# Artificial Neural Networks Using Scikit-Learn
### Tawfiq Jawhar

This is a sample example on how to use scikit learn MLPClassifier model (multi-layer perceptron (MLP) algorithm that trains using Backpropagation).

We will be using the breast cancer dataset for this example. First we load the dataset and we split the data to have training and testing sets. 

In [2]:
from sklearn.datasets import load_breast_cancer
from sklearn.model_selection import train_test_split
cancer = load_breast_cancer()
X = cancer['data']
y = cancer['target']
X_train, X_test, y_train, y_test = train_test_split(X, y, random_state = 0, shuffle=True)

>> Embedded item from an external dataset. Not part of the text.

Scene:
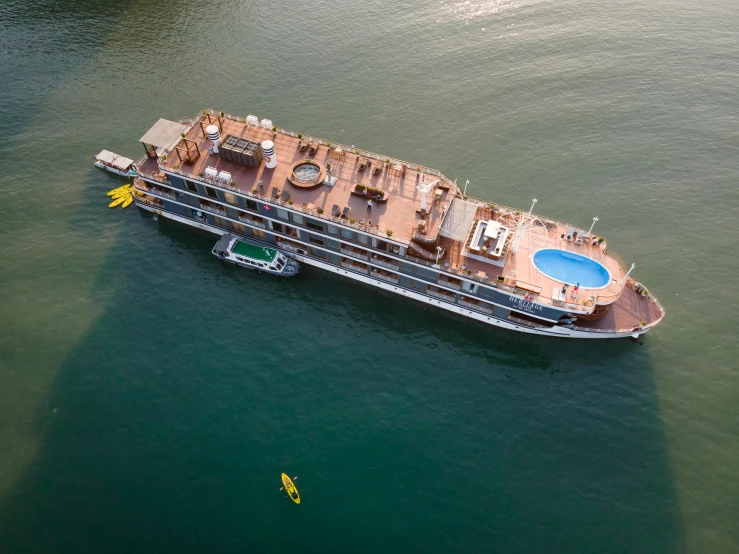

Neural networks are sensitive to feature scaling. The neural network might have difficulty converging if the data is not normalized/standardized. It is also known to easily overfit. The shuffling of the data is important incase the data is ordered in a way that can bias one class over the other and cause an overfitting to the model. 

In [3]:
from sklearn.preprocessing import StandardScaler
scaler = StandardScaler()
# Fit only to the training data
scaler.fit(X_train)
# Now apply the transformations to the data:
X_train = scaler.transform(X_train)
X_test = scaler.transform(X_test)

Now we will use a multi layer neural network to classify the data. We will also be testing different number of hidden layers.

In [4]:
from sklearn.neural_network import MLPClassifier
mlp = MLPClassifier(hidden_layer_sizes=(30), random_state = 0)
#fit the model on the training data with their classes.
mlp.fit(X_train,y_train)



MLPClassifier(activation='relu', alpha=0.0001, batch_size='auto', beta_1=0.9,
       beta_2=0.999, early_stopping=False, epsilon=1e-08,
       hidden_layer_sizes=30, learning_rate='constant',
       learning_rate_init=0.001, max_iter=200, momentum=0.9,
       nesterovs_momentum=True, power_t=0.5, random_state=0, shuffle=True,
       solver='adam', tol=0.0001, validation_fraction=0.1, verbose=False,
       warm_start=False)

We can notice that the model outputted a warning message telling us that the model has not converged yet. We can increase the number of maximum iterations, however before doing that let's try and add more hidden layers. 

In [8]:
mlp = MLPClassifier(hidden_layer_sizes=(30, 30, 30), random_state = 0, verbose = True)
#fit the model on the training data with their classes.
mlp.fit(X_train,y_train)

Iteration 1, loss = 0.59689915
Iteration 2, loss = 0.54625693
Iteration 3, loss = 0.49876702
Iteration 4, loss = 0.45457494
Iteration 5, loss = 0.41277608
Iteration 6, loss = 0.37406877
Iteration 7, loss = 0.33638174
Iteration 8, loss = 0.30151110
Iteration 9, loss = 0.26967658
Iteration 10, loss = 0.23999104
Iteration 11, loss = 0.21440121
Iteration 12, loss = 0.19118977
Iteration 13, loss = 0.17191592
Iteration 14, loss = 0.15566159
Iteration 15, loss = 0.14186999
Iteration 16, loss = 0.13076841
Iteration 17, loss = 0.12170903
Iteration 18, loss = 0.11346269
Iteration 19, loss = 0.10694669
Iteration 20, loss = 0.10107622
Iteration 21, loss = 0.09567836
Iteration 22, loss = 0.09117438
Iteration 23, loss = 0.08689998
Iteration 24, loss = 0.08342260
Iteration 25, loss = 0.08033247
Iteration 26, loss = 0.07792264
Iteration 27, loss = 0.07552436
Iteration 28, loss = 0.07310171
Iteration 29, loss = 0.07095833
Iteration 30, loss = 0.06892405
Iteration 31, loss = 0.06729706
Iteration 32, los

MLPClassifier(activation='relu', alpha=0.0001, batch_size='auto', beta_1=0.9,
       beta_2=0.999, early_stopping=False, epsilon=1e-08,
       hidden_layer_sizes=(30, 30, 30), learning_rate='constant',
       learning_rate_init=0.001, max_iter=200, momentum=0.9,
       nesterovs_momentum=True, power_t=0.5, random_state=0, shuffle=True,
       solver='adam', tol=0.0001, validation_fraction=0.1, verbose=True,
       warm_start=False)

This is better as we did not get a warning message, which means the model converged. 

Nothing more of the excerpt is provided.